Definitions
Since my project is to approach, analyse, dissect, figure out, subjugate, and exploit the sources of programming pleasure I first need to define what programming is. The task is not as straightforward as it may seem.
My first attempt resulted in a very generic definition which went somewhat like this: “programming is an activity where you prepare instructions, have a computer run them, and get some output”. Any word in this definition can be expanded on and endlessly argued over. What is “activity”? Who participates in this activity? Do you actually need a human actor involved in it? What is the time and place for this activity? “Prepare” how? Do you need to personally “prepare” these instructions for it to be programming, or can you use someone else’s? What are “instructions”? What are their possible form, content, other characteristics? Are there limitations as to what they can be? Do they always constitute a “program” (a term the definition cowardly avoids)? What is or can be a “computer”? How do you make it “run” instructions? What does it mean to “run” instructions? How does it return “output”? What is “output”? Is it even required? What can it be? Does it have to be “meaningful” or “valuable”? Do you as a programmer need to “get” it, whatever that means? This definition is extremely problematic, a rich, gooey substance of vague terms. It’s a bit creepy that you can do something for so many years and not really understand what it is you’re doing, but also reassuring: at the end of the day, I must go on whether I understand it or not. Instead of trying to muddle through the quicksand of the generic definition let me approach it from a different POV.
My wife, who is not a programmer, told me that she sees programming as “magic symbols that make computers rack their brains”. I really loved her definition as it references magic and personifies computers, both features I’m interested in exploring. Also of note that this whole programming thing appears to her only as cryptic symbols on my laptop’s screen. The craft is arcane. The symbols arranged in certain ways penetrate a computer's brain and make it do things regardless of its will, just like a hex that makes you hiccup or dance till you die. Programming can be seen as a bodily phenomenon. Bodies and body parts are involved in every step of the activity: you use your body to make programs, be it typing, drawing, voicing, moving; you feed (another personification, another bodily function) programs into computers; and virtually everything a computer does can be described as somehow relating to a body; finally, you absorb the output through your body as well.
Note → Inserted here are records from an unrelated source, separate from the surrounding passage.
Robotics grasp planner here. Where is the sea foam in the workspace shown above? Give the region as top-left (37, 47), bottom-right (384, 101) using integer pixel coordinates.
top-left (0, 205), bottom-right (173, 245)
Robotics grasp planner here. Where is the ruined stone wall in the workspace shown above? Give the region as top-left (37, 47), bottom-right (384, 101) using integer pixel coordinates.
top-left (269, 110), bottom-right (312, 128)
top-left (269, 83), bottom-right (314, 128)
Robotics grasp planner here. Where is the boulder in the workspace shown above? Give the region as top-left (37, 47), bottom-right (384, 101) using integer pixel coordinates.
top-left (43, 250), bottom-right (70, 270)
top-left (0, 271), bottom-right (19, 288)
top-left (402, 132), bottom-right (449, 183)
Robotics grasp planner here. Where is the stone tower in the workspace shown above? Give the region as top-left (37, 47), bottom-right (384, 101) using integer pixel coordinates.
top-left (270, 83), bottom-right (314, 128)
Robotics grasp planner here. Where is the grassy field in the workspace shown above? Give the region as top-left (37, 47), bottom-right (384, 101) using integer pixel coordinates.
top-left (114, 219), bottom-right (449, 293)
From this arises another definition, or rather notable characteristic of programming — its uncanniness. Programming is uncanny. Why do we talk about computers and computer programs as if they were persons, or at least somewhat alive ? Why is it called computer memory, computer vision, cellular automata, neural network, genetic programming? Why, from the very beginning of the modern computing era, people were and still are so concerned with computers imitating humans? And why do these mysterious symbols vaguely resemble natural language? Is programming a form of writing too? We absolutely can approach programs as if they were literary texts, and use all the abundance of literary theories, as well as methods of close reading, to see if they uncover something new about the practice and its outcomes. Why can’t we say about computer programs, following in the steps of a famous author, that all they are is “style and structure”?
It’s also a way of communication through the medium of programs and programming activities: person-to-computer, computer-to-person, person-to-person, computer-to-computer, and a million other configurations. Transfer of information between various entities. Transfer of emotions too. Have you ever laughed at some code? Or was so frustrated that you wanted to do nasty things to its author? Or maybe your jaw dropped in amazement at the elegance, the utter beauty of some solution? So programming is about feelings too. And undoubtedly programming is a language.
Programming can be seen both as a spiritual practice in itself or as a way to produce tools which aid in other spiritual practices. Programming is filled with ghosts. Programming is competition. Programming is a sport. Programming is war. Programming is apocalyptic. It is meaningful and meaningless, abundant and wasteful, inhuman and humane, boring and entertaining, performative and solitary, ego boosting and humiliating, defensive and confessional, full of attention and negligence, conservative and revolutionary, transformative and disruptive, addictive and revolting, limited and limitless, consoling and, frankly, just terrifying.